Так и стал Василий Бугаев санитаром психбольницы. Там он и нашёл себя. Можно даже сказать, что он был счастлив, соседи вспоминали, что в период работы в психушке он повеселел, стал общительнее, много и охотно рассказывал о своей работе, о психах. Поначалу, когда это было в новинку, экзотикой, его слушали охотно, но постепенно из области анекдотов и забавных случаев из жизни психов, он стал всё больше рассказывать о том, какие они покорные и безответные, как их можно безнаказанно унижать, заставлять жрать бычки из помойного ведра, жевать тряпки...

Вот тогда, а не когда он занялся своим гнусным промыслом собачьего меха, получил Василий Бугаев кличку Васька-Живодёр.

Кончились же его бесконечные издевательства над больными весьма для него печально. Кто-то не выдержал бесконечных издевательств и бросился на него, тут же набросились и другие больные. На шум прибежал второй санитар, дежурный врач, но из палат повыскакивали ещё больные и вскоре всё отделение бушевало, врач и второй санитар были вынуждены ретироваться и вызывать помощь из других корпусов, звонить в милицию.

А в запертом отделении били Ваську-Живодёра. Били всей толпой, не очень эффективно, поскольку все мешались друг другу. Поваляли по полу в коридоре и попинали от души босыми ногами, а когда он уже в глубине души с облегчением подумал, что всё для него обойдётся парой-тройкой синяков и разбитым носом, его схватили за ноги и потащили в туалет.

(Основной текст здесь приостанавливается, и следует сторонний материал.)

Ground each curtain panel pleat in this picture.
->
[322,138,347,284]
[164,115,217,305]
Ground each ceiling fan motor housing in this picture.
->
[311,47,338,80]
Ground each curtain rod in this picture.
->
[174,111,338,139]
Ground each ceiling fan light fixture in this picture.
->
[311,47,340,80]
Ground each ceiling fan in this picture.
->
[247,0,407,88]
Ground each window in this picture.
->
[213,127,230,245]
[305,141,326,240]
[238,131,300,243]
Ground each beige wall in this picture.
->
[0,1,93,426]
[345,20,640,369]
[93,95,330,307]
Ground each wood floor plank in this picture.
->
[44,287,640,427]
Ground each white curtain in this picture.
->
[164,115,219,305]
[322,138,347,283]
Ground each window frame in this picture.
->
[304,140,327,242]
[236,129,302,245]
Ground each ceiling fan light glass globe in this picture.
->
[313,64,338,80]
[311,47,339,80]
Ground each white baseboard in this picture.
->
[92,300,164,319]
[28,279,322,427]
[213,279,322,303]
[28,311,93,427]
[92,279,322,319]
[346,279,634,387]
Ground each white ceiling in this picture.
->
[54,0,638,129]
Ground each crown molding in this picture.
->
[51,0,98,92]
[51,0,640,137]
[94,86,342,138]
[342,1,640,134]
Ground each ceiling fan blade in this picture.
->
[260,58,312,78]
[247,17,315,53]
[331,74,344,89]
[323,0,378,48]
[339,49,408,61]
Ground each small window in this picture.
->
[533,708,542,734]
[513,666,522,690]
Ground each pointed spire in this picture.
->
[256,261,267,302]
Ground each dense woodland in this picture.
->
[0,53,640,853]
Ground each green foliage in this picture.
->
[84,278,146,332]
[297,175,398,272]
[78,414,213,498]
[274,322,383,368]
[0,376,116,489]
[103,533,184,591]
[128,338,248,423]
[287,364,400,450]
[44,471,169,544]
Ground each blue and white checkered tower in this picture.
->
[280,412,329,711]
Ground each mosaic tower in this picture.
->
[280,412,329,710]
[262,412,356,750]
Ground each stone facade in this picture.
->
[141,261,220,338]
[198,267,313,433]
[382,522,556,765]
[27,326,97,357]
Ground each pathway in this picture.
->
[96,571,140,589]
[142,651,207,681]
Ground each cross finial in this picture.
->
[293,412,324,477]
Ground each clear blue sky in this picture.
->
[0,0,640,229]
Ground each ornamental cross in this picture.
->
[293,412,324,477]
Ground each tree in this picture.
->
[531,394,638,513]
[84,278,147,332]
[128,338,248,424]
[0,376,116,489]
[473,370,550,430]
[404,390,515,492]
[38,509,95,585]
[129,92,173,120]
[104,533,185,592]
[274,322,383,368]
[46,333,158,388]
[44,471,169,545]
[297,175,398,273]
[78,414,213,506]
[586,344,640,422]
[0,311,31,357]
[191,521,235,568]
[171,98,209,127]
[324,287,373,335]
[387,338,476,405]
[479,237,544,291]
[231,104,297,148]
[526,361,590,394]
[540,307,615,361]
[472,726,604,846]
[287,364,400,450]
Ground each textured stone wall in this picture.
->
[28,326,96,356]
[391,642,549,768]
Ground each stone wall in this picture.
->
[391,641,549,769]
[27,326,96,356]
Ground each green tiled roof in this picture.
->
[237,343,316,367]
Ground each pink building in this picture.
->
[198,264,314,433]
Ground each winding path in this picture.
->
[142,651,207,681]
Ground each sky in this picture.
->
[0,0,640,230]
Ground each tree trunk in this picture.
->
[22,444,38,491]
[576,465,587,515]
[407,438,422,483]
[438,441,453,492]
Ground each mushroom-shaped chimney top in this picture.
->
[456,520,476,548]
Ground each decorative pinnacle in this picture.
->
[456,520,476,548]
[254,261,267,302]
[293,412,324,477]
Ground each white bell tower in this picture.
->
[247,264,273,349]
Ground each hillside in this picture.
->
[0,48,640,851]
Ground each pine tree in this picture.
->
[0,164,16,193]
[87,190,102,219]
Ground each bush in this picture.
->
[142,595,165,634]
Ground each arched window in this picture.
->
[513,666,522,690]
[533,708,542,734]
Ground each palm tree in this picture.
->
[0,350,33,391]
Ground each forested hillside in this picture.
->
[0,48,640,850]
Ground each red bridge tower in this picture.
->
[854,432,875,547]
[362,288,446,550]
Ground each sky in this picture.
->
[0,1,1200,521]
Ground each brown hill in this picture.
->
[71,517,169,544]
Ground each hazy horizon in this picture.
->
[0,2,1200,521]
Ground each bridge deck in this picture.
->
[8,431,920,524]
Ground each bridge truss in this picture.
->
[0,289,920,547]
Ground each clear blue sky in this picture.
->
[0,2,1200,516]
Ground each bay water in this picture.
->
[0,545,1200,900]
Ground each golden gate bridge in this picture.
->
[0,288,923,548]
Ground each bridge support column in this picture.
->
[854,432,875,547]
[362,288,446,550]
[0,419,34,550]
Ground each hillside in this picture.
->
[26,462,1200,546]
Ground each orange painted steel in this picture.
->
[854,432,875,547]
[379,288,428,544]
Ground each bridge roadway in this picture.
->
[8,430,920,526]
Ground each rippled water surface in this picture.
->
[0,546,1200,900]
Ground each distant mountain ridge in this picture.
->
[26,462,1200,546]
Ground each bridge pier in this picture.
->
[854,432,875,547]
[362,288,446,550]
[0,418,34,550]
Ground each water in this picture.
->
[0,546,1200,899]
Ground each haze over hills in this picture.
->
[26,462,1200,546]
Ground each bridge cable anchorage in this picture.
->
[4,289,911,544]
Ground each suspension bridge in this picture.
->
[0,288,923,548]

Там его сначала заставили жрать из помойного ведра окурки, которые он ел, давясь и кашляя, а потом потащили его к унитазу, куда сперва просто окунали головой в не смытое дерьмо, а потом, войдя в раж и разбушевавшись, стали бить лицом об это самый унитаз. Били сильно, до тех пор, пока он не потерял сознание. Тогда его бросили на полу, с лицом перепачканным дерьмом и кровью.

Когда пришла помощь, все больные уже сидели по палатам, а Бугаева пришлось срочно отвозить в больницу. Там он полежал долго. У него был двойной перелом носа, в нескольких местах была сломана челюсть, выбиты почти все зубы, на лице почти все кости были пере ломаны. Ему делали несколько операций, но вышел он инвалидом. Говорить внятно он почти не мог, да и невнятно тоже. Лицо у него было такое, что дети на улице начинали плакать, увидев его. Один глаз потерял почти пятьдесят процентов зрения, другой - двадцать. К тому же что-то случилось и с головой.